Ideas dietéticas tras el exceso navideño

En los últimos meses no hay báscula que haya salido ilesa. Algunas veían subir y bajar las agujas, otras un descenso debido al desánimo de muchas personas. Con el inicio del año es un buen momento par decir adiós a los kilos de más y cuidar también de que esos que se han ido no vuelvan.

20.01.2021 | 20:17
Toca báscula y hacer dieta.

Los expertos recomiendan más nutrientes, pocas calorías y mucho menos tiempo en la cocina. Además, hay que dejar fuera el estrés, porque va a la cintura. A más estrés se corresponde una mayor producción de cortisol, una hormona con muy mala uva ya que impulsa la secreción de insulina, aumenta el apetito e incrementa el deseo de comer los temidos alimentos ricos en azúcar, grasa y sal. A todo ello hay que sumar que disminuye la producción de testosterona, con lo cual, afecta de forma negativa a la masa muscular, ralentizando el metabolismo.

Una dieta que no pase de 1.500 calorías permitirá librarse de entre medio y un kilo a la semana. El efecto será mayor si se combina con 30 minutos diarios de ejercicio físico, como caminar a buen ritmo. Adelgazarás y evitarás la pérdida de masa muscular.

Por otro lado, una dieta tiene que ser vivible. "Una que nos prohíbe comer ciertos alimentos nos aburre y la abandonamos", explica la nutricionista Nerea Garay. "Lo importante es elegir bien las fuentes de nutrientes como el azúcar, las grasas y los hidratos de carbono".

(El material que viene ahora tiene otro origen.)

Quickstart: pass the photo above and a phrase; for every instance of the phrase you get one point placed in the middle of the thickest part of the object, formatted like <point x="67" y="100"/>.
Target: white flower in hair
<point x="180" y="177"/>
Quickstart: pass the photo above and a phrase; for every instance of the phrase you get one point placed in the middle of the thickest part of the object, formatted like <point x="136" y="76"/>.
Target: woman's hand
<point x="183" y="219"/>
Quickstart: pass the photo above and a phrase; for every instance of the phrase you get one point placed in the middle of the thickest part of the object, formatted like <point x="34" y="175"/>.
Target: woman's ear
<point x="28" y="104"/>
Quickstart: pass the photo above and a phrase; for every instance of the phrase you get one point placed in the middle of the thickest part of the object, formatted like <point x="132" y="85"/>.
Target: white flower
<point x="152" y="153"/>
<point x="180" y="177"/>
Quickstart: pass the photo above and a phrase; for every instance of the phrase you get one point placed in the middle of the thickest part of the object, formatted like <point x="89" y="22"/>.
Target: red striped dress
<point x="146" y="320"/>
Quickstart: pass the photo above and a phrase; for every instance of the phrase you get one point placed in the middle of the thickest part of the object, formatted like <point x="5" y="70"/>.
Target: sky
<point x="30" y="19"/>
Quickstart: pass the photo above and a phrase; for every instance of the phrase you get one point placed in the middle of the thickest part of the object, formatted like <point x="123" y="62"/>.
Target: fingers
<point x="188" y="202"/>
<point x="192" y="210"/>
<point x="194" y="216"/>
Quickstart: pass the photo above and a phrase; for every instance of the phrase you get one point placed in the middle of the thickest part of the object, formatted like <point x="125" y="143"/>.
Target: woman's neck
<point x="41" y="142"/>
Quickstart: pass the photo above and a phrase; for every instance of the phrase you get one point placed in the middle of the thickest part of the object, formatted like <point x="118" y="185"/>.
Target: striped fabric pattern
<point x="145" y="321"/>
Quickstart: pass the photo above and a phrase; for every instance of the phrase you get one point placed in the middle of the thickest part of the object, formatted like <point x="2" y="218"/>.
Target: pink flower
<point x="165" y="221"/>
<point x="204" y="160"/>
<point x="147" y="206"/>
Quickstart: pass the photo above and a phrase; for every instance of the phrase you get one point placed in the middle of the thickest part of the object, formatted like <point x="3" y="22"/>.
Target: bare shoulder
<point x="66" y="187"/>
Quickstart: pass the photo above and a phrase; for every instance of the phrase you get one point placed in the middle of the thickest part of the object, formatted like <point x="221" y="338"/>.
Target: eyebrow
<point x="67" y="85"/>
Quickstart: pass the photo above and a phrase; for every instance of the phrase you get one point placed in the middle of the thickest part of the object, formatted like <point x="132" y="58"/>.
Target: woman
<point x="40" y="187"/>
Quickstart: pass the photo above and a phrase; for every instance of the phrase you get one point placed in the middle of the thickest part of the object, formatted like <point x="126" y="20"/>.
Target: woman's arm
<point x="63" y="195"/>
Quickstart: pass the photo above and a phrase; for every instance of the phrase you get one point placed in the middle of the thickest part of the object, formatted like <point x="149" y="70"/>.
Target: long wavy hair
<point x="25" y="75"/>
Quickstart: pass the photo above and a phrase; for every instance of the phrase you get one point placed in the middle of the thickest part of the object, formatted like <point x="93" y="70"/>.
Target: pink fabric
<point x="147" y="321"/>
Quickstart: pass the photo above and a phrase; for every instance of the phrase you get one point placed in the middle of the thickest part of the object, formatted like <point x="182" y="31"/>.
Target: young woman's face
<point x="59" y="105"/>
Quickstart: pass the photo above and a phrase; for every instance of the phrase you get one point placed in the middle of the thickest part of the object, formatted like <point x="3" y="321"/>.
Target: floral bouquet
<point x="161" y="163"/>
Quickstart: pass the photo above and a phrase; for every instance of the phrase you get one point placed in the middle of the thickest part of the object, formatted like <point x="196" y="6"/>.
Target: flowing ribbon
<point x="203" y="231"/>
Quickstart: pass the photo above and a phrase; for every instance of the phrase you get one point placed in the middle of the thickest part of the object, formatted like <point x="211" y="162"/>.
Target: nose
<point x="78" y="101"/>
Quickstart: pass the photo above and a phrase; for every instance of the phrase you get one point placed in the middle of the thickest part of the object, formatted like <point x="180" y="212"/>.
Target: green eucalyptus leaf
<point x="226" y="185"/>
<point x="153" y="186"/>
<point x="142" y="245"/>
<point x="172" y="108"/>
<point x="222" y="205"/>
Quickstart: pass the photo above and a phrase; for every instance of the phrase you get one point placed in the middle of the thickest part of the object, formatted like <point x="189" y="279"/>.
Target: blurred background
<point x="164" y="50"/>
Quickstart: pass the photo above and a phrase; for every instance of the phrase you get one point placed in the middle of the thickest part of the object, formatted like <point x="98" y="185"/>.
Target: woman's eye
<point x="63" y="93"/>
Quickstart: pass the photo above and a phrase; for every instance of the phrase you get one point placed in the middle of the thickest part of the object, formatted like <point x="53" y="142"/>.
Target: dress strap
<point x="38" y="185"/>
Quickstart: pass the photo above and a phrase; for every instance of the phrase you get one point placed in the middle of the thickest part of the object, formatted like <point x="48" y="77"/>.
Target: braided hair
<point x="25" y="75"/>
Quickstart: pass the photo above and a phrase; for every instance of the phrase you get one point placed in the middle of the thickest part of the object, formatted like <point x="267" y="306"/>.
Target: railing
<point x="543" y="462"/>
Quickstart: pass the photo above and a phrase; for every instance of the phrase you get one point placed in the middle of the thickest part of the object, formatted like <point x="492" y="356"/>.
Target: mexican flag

Porque en una buena dieta tiene que haber una fuente proteica de origen variado en todos los platos: huevos, carnes magras y derivados (jamón, fiambres de pavo€), pescados blancos, azules o derivados (atún en conserva, ahumados€) y una proteína de máxima calidad, que se logra combinando los cereales con las energéticas legumbres.

Si no puedes pasar sin endulzar el café o los postres, apuesta por edulcorantes como la estevia o la canela. Además, hay que recordar que la fruta tiene azúcar natural para endulzar los lácteos. En cuanto a las grasas, hay que elegir las saludables: aceite de oliva virgen extra, pescados azules, carnes magras, frutos secos...

Mascar chicle (sin azúcar) también engaña al estómago y le hace sentirse saciado. Pero no hay que abusar, ya que algunos edulcorantes pueden provocar gases e irritación intestinal. En cuanto a la sacarina, despierta el hambre y provoca deseo de azúcar. Por eso, si la puedes evitar, mejor.


Algunos consejos
La hidratación es básica
. El cuerpo quema calorías por sí solo cuando está correctamente hidratado. El agua es, además, el mejor depurador que existe, porque nos ayuda a eliminar las toxinas que impiden que la grasa acumulada se movilice. Aparte del agua, te beneficiarán los zumos naturales y batidos de frutas y verduras.

Picoteo sano. Los snacks, los refrescos y el alcohol aportan calorías vacías. Se ha comprobado que son adictivos y aumentan el riesgo de depresión. Puedes apostar por frutos secos, frutas cortadas en trocitos, lácteos desnatados o bebidas de avena y soja.

¿Mitos o realidad? Dicen que el té adelgaza y es cierto. El té verde ayuda a quemar grasas y su teína, a que la grasa se descomponga en elementos más simples que pueden ser eliminados con mayor facilidad. También que el jamón curado engorda, pero mucho menos que el jamón de York, que tiene 213 calorías por 100 gramos, frente a las 136 del curado. ¿Y el pan? Pues engorda menos de lo que se piensa y nos da energía. Lo que engorda de veras son los embutidos y las salsas con los que lo acompañamos. El integral aporta un extra de fibra. También se comenta que es mejor no cenar o cenar poco, y es falso. La cena ha de ser ligera pero completa. De otro modo, corres el riesgo de picar antes de irte a dormir o de no conciliar el sueño por culpa del hambre.

El consejo de usar platos de postre. Así reducirás la cantidad de alimentos (y calorías) que ingieras sin pasar hambre. Lo que el ojo mide al visualizar un plato para enviar al cerebro la señal de que hay bastante comida es lo lleno que está, no la cantidad real de alimento que hay en él.

Alimentos talismán. Lo son estos: Cogollos y endibias. Poco calóricos. Combínalos con piquillos, queso fresco y atún o salmón en un plato único. Champiñones. Cero de grasa y muchos minerales. Son estupendos crudos en ensalada. Espárragos. Ligeros y con mucha fibra. Los de lata son fáciles de preparar. Hazlos con vinagreta, enrollados con pavo o con salmón. Berberechos y almejas. Con yodo, hierro, proteínas y casi sin calorías.